Lower interest rates are looking a lot more likely, though still not a sure thing.
Federal Reserve Chair Jerome Powell said the central bank may cut the federal funds rate when its policy committee next meets in September. The growing risks of a serious job market downturn may require the Federal Reserve to change its current monetary policy, which has kept rates high to discourage borrowing and fight inflation, Powell said speaking in a major policy address at the Jackson Hole economic symposium Friday.
“With policy in restrictive territory, the baseline outlook and the shifting balance of risks may warrant adjusting our policy stance,” Powell said.
Powell’s highly anticipated speech focused on how President Donald Trump’s trade wars, especially his sweeping import taxes, are affecting the economy and setting back the Fed on both sides of its “dual mandate” to keep inflation low and employment high. Powell highlighted recent data showing employers are cutting back on hiring due to the tariffs, a trend that could easily sour into mass layoffs.
“Overall, while the labor market appears to be in balance, it is a curious kind of balance that results from a marked slowing in both the supply of and demand for workers,” Powell said. “This unusual situation suggests that downside risks to employment are rising. And if those risks materialize, they can do so quickly in the form of sharply higher layoffs and rising unemployment.”

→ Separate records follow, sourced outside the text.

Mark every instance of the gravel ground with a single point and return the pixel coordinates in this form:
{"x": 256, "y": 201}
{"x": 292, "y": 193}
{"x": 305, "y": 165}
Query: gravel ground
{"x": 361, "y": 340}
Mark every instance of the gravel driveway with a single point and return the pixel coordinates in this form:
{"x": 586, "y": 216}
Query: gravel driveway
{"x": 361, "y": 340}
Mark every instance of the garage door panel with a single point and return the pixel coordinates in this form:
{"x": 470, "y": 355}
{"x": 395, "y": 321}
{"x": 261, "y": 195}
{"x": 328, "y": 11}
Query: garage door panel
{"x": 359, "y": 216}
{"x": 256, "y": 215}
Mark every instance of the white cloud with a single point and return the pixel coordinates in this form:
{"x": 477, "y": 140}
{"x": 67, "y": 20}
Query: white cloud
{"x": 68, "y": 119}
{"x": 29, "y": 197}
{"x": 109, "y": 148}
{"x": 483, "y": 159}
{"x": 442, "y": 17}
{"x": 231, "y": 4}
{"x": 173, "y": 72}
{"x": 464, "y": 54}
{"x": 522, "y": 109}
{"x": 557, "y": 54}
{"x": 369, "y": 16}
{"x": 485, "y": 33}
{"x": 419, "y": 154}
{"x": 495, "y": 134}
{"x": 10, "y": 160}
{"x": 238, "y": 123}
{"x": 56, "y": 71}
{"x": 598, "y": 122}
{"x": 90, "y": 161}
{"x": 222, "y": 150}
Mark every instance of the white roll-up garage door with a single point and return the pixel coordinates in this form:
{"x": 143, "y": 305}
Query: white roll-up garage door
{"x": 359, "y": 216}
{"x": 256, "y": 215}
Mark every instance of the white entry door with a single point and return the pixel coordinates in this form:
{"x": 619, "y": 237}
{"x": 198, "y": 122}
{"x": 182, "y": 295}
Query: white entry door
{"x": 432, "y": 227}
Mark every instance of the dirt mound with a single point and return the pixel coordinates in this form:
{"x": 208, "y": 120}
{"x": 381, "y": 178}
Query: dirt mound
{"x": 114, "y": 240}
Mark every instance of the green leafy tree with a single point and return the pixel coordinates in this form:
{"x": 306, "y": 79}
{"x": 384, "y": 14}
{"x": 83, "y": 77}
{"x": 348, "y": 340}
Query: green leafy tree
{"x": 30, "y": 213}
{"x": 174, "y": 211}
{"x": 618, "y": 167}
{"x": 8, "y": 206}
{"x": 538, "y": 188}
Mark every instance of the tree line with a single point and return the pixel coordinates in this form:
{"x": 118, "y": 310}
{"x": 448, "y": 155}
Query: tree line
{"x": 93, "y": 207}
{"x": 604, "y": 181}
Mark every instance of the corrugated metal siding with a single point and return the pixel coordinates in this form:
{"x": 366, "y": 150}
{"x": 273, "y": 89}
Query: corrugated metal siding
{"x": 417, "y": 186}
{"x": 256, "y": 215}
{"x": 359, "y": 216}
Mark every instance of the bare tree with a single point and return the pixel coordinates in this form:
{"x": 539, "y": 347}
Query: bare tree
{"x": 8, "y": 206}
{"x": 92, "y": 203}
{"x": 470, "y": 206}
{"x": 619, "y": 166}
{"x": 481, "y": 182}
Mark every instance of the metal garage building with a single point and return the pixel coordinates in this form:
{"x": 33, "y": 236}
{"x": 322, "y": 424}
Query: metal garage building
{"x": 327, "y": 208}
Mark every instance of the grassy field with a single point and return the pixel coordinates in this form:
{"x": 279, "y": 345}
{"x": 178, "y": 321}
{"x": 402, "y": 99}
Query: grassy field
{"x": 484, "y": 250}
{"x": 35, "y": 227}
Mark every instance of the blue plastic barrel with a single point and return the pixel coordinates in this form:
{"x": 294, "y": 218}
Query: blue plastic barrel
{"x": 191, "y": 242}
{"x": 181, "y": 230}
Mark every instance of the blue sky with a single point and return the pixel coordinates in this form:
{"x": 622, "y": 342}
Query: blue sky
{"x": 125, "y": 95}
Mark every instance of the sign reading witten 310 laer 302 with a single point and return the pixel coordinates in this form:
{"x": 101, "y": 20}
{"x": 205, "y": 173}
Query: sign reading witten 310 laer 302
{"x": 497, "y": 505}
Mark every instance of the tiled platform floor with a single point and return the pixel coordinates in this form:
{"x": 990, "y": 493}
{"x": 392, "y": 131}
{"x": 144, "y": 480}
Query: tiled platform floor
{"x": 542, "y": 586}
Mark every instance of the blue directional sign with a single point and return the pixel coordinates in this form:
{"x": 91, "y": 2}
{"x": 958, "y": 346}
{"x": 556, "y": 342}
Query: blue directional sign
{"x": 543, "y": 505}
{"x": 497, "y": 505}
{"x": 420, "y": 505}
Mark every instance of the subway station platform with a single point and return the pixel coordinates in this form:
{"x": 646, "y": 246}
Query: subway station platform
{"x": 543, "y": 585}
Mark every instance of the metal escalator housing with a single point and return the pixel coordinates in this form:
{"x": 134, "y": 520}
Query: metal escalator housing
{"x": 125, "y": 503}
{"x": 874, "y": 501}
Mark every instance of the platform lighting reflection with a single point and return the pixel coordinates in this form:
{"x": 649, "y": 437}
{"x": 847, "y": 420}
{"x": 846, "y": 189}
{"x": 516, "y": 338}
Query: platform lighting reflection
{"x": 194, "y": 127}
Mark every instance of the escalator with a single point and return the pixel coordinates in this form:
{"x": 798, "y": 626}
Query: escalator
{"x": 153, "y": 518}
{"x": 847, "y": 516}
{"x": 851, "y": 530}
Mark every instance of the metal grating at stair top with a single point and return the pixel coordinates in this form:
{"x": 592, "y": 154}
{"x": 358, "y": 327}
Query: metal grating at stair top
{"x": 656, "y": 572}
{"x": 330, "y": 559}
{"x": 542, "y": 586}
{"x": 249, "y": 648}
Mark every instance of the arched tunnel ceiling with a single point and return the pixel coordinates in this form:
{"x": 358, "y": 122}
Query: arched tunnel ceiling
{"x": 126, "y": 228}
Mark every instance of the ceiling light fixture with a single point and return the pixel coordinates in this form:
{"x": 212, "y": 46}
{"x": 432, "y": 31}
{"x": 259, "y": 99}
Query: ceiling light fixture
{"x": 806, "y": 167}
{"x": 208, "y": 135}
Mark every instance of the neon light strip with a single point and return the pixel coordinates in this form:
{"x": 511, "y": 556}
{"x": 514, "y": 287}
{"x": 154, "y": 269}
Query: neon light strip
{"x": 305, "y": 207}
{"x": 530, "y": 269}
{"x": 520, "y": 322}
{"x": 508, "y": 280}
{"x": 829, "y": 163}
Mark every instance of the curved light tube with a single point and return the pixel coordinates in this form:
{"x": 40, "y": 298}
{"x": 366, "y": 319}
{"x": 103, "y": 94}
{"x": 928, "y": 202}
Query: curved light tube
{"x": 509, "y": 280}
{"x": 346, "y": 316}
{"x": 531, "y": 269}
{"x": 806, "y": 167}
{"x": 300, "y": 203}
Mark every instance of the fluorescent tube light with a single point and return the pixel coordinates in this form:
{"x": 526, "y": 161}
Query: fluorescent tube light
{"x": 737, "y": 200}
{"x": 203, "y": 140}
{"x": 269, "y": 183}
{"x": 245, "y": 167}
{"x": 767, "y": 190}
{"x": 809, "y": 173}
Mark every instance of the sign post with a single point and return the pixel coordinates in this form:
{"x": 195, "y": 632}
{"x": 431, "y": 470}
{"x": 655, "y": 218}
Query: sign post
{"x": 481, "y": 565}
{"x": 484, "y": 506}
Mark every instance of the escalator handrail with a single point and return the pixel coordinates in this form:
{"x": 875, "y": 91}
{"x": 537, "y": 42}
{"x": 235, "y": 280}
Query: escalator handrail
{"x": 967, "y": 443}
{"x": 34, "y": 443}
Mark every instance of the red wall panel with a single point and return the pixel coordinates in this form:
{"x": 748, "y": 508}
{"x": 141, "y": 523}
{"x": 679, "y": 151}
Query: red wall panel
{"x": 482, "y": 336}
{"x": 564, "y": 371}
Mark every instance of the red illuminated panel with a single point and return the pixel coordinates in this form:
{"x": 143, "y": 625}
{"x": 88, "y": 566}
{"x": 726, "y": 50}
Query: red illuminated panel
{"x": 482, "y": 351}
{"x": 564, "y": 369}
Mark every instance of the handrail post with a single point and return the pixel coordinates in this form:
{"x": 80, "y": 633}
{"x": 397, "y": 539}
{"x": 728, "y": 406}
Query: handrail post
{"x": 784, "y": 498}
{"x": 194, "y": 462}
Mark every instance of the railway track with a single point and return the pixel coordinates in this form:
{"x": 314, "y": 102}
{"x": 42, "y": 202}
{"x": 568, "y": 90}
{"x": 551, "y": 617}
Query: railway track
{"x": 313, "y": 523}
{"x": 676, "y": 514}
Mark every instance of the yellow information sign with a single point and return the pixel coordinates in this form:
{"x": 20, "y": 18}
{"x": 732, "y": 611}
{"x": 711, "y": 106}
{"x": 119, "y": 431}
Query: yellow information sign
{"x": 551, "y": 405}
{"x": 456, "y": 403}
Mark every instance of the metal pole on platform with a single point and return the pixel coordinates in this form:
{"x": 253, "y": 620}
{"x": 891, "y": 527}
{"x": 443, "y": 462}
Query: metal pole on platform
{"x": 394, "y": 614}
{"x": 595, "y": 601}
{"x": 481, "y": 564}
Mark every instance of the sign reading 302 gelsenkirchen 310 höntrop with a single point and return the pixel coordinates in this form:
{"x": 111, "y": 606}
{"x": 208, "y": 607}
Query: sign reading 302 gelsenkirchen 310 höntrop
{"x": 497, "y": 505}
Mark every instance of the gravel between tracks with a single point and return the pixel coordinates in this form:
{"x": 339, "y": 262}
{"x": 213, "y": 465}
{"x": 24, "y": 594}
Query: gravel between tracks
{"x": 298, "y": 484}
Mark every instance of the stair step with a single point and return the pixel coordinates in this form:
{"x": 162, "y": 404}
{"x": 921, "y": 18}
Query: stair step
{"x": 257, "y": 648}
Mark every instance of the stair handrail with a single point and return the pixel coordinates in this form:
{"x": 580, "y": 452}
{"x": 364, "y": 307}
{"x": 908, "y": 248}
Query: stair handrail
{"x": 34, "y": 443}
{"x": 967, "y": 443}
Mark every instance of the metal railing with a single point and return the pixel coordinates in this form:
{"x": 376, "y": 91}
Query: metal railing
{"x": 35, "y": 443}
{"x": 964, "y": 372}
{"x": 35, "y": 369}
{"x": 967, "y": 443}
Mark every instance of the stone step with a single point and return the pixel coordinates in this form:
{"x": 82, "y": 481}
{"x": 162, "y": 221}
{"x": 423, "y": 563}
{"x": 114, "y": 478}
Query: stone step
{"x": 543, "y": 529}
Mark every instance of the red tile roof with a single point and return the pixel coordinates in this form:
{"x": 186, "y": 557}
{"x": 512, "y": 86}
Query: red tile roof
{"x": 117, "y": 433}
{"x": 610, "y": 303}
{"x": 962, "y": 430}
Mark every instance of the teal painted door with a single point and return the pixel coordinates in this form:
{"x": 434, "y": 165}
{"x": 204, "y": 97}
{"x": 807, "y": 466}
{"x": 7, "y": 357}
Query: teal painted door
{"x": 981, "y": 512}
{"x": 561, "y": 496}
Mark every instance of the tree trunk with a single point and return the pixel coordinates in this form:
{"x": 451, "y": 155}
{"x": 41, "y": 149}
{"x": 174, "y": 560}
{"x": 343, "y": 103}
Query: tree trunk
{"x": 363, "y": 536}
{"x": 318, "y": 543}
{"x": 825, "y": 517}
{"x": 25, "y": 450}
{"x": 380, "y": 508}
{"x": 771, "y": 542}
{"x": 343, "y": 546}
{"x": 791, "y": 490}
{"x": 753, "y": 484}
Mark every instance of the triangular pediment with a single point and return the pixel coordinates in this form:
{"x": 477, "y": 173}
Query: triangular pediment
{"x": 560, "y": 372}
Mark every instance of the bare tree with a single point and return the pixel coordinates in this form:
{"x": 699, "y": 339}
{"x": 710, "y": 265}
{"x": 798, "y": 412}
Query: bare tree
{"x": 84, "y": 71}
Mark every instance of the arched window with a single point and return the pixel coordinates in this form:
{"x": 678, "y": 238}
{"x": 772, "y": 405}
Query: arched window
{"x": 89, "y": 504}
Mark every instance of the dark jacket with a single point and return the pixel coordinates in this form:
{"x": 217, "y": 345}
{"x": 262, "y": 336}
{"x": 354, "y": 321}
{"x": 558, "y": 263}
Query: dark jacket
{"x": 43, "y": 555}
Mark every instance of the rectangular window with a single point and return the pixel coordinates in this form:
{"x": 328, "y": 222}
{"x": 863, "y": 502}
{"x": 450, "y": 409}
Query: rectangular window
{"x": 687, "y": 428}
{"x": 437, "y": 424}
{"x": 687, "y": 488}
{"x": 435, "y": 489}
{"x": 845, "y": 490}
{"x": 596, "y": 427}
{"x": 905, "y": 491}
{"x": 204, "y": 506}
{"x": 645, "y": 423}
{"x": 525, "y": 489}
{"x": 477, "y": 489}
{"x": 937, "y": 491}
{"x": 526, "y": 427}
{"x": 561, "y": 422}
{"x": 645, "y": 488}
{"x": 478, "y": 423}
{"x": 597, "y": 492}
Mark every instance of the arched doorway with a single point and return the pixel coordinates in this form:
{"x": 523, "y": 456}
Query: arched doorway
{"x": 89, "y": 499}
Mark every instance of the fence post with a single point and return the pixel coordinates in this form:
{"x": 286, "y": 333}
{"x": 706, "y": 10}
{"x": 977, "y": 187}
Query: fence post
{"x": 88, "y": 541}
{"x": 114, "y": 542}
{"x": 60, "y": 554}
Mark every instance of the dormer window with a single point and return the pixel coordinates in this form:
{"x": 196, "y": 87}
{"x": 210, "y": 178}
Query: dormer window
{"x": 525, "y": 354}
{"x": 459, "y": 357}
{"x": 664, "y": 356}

At the same time, Powell noted the tariffs are pushing up prices. That could be a short-lived trend, but could also set off a bout of high inflation at a time when prices are still increasing faster than the Fed’s target of a 2% annual rate, Powell said.
“The upward pressure on prices from tariffs could spur a more lasting inflation dynamic, and that is a risk to be assessed and managed,” he said.
However, Powell said the weak job market made it unlikely that the tariffs would set off an inflation spiral in which workers kept demanding higher wages to keep up with increasing living costs, like what happened in the 1970s.
Powell acknowledged the difficulty the Fed faces in setting monetary policy at a time when its “dual mandate” is pulling it in opposite directions: high inflation typically requires the Fed to keep interest rates high, while a job market slowdown would push it to lower rates. The fed funds rate influences interest rates on all kinds of loans.
“In the near term, risks to inflation are tilted to the upside, and risks to employment to the downside—a challenging situation. When our goals are in tension like this, our framework calls for us to balance both sides of our dual mandate,” Powell said.
Financial markets interpreted Powell’s speech as opening the door to cutting interest rates in September. Investors were pricing in a 91.5% chance of a September rate cut after Powell’s speech, up from 75% the day before, according to the CME Group’s FedWatch tool, which forecasts rate movements based on fed funds futures trading data.
“Fed Chair Powell’s comments at Jackson Hole were more dovish than we and markets were expecting,” wrote Bank of America Securities analysts.
Update, Aug. 23, 2025: This article has been updated to include analyst comments.